Turn134.偽勇者『偽の勇者と犬の勇者』

「うぅ……うぅ……」

 ロディッツィオは苦しそうに顔を顰め、目を覚ます。

「大丈夫ですか、勇者様?」

 近くで声がした──。

 目を開けると、すぐ側にマローネの顔があった。


 ロディッツィオはマローネに膝枕をされていることに気が付いて、慌てて飛び起きた。

 そして、「賊はっ!?」と声を上げて周囲を見回す。

「大丈夫ですよ」

 マローネがおっとりとした口調で呑気に言った。

「ほら」

 マローネが指を差した先に、ロディッツィオは視線を向けた。


──その視線の先に、一匹の犬の姿が写る。

 犬の周りには盗賊団の男たちが倒れ、残るはリーダー格である髭面の男、ただ一人という状況。
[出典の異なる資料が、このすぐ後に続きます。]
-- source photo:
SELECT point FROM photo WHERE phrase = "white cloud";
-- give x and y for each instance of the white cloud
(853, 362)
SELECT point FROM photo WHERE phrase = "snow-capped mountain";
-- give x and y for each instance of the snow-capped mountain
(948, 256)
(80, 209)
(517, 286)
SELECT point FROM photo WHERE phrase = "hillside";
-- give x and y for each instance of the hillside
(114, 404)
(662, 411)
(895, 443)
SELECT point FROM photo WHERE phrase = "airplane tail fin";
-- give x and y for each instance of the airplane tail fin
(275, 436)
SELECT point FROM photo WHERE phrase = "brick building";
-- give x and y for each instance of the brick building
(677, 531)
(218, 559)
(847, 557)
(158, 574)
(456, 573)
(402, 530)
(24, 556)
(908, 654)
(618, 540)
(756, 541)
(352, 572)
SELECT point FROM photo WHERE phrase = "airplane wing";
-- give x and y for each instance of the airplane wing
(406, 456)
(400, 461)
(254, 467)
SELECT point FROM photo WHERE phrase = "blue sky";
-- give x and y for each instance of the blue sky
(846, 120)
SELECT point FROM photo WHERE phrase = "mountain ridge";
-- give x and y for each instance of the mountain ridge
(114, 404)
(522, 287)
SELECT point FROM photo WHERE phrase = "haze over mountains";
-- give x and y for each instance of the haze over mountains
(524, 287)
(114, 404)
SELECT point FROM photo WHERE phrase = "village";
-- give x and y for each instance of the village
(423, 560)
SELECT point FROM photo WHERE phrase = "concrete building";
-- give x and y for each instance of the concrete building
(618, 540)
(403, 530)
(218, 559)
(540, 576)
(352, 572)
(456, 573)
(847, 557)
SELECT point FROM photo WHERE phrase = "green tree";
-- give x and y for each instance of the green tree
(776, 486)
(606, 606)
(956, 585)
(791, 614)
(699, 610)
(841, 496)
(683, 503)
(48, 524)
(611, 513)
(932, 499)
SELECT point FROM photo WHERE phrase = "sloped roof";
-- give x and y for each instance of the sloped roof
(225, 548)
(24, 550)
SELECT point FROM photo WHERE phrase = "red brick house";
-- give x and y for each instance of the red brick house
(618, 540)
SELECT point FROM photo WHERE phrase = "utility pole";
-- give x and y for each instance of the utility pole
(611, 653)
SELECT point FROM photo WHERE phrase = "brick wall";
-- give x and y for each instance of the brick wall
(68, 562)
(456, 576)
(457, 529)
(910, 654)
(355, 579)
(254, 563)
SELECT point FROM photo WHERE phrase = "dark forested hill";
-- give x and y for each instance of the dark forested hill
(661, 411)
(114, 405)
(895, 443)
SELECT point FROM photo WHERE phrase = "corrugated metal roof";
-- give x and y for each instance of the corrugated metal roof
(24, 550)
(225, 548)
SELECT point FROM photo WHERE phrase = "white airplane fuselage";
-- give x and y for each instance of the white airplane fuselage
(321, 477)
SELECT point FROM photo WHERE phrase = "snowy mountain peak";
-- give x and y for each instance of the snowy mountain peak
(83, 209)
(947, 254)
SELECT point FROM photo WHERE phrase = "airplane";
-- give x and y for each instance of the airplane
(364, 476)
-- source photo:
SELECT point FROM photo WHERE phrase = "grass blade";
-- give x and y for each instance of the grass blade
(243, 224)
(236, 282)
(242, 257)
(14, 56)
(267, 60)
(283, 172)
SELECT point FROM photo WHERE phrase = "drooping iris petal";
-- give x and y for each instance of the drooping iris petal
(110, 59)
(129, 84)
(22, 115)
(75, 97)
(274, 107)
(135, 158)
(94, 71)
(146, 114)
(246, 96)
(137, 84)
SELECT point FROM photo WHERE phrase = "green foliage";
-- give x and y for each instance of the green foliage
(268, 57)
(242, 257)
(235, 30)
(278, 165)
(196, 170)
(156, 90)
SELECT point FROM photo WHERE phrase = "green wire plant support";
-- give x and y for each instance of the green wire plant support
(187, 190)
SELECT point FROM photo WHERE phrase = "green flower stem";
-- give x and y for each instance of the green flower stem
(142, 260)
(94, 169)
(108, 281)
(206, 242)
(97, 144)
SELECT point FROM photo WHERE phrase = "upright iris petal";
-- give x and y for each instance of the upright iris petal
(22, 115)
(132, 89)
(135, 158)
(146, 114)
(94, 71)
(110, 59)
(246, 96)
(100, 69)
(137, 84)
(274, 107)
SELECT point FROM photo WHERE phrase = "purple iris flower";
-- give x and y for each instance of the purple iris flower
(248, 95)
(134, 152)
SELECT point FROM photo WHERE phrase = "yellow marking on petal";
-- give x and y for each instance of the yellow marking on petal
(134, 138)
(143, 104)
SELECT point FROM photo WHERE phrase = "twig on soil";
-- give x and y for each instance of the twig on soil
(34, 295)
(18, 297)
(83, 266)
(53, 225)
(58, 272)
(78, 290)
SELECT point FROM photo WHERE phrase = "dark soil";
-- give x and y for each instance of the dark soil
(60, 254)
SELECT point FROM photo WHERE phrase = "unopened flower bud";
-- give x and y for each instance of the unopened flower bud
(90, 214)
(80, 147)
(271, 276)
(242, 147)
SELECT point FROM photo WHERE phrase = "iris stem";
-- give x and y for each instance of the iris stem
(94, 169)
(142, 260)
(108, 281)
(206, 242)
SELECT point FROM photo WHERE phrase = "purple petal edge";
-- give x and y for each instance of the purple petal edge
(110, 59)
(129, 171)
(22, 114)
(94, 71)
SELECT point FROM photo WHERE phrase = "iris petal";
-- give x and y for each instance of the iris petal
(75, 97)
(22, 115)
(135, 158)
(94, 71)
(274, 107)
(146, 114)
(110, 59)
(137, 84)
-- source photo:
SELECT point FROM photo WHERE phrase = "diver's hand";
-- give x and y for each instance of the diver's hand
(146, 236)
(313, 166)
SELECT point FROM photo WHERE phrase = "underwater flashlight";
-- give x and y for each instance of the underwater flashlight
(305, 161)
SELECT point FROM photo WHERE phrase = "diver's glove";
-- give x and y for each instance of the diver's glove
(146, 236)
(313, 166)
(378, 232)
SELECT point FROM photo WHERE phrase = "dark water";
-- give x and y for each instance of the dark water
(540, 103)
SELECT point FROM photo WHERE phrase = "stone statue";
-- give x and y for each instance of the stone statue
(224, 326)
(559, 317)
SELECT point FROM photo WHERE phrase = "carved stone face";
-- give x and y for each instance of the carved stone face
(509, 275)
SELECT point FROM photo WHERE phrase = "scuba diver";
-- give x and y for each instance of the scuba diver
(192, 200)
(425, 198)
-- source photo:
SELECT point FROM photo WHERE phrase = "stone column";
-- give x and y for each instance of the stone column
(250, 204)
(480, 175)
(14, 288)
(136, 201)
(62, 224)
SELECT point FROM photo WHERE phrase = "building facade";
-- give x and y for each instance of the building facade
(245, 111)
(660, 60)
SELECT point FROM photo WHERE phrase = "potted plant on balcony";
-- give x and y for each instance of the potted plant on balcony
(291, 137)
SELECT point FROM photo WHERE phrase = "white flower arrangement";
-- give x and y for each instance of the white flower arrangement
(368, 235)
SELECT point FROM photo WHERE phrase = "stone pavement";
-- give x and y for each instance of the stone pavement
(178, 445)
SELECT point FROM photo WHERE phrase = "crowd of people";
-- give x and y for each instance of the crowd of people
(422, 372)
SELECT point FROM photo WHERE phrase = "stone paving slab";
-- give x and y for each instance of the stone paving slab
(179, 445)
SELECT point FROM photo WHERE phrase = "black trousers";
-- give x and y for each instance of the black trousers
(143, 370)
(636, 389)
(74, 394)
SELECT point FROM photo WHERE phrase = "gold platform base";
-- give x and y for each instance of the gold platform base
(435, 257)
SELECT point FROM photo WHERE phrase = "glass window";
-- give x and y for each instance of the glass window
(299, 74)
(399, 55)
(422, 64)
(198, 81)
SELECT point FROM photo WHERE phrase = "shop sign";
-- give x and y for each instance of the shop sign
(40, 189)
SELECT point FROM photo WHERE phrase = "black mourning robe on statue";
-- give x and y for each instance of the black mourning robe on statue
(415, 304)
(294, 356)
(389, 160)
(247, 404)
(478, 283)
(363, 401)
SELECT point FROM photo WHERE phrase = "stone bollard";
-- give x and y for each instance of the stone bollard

 これを全て、あの犬一匹がやったのであろう。ロディッツィオは思わず息を飲んだ。

「な、なんだ、この犬は……!」

 サーベルを持つ髭面の男も、心なしかガタガタと震えている。どんなに攻撃を繰り出そうとも余りに素早く、一撃も攻撃を加えることはできない。

 一瞬の隙に、仲間が一人──また一人と倒れていくのだから、髭面の男が怯えるのは無理もない。

『悪いけど、彼女には指一本触れさせないよ』

──ふと、ロディッツィオの耳に微かに声が聞こえたような気がした。


「化物がっ!」

 サーベルを振りかぶり、髭面の男は無鉄砲にも犬へと突っ込んで行った。

『化け物って……随分な言い草だなぁ』

 犬は軽やかに横に跳んで、それを躱す。

「くたばれぇえっ!」

 髭面の男は運任せに、闇雲にサーベルを振るった。

──そんな攻撃に犬は呆れたように目を細める。


『そんなものは当たるわけはないだろう?』


 髭面の男の隙をつき、犬は男の顔面に体当たりを食らわした。

「ぐふっ!」

 顔面に頭突きを食らい、髭面の男は鼻血を出しながら後ろに倒れた。そのまま意識を失い、仰向けに伸びてしまう──。


「な、何者だよ。お前……」

 ロディッツィオは、自然と疑問を口にしていた。

 ただの犬にしては余りにも強過ぎる。

 チラリと犬がこちらに視線を向ける。

『僕は……』

 ロディッツィオの目を真っ直ぐに見ながら、その犬は言った──。

『勇者さ……』

 その言葉を聞いた瞬間──。

 ロディッツィオは脱力し、その場にへたり込んでしまう。彼の頬を涙が伝う。


「ゆ、勇者様……本当に、勇者様が助けに来て下さったんだ……!」

 重荷が降りたかのようにロディッツィオは大粒の涙を流し、泣き崩れたのだった。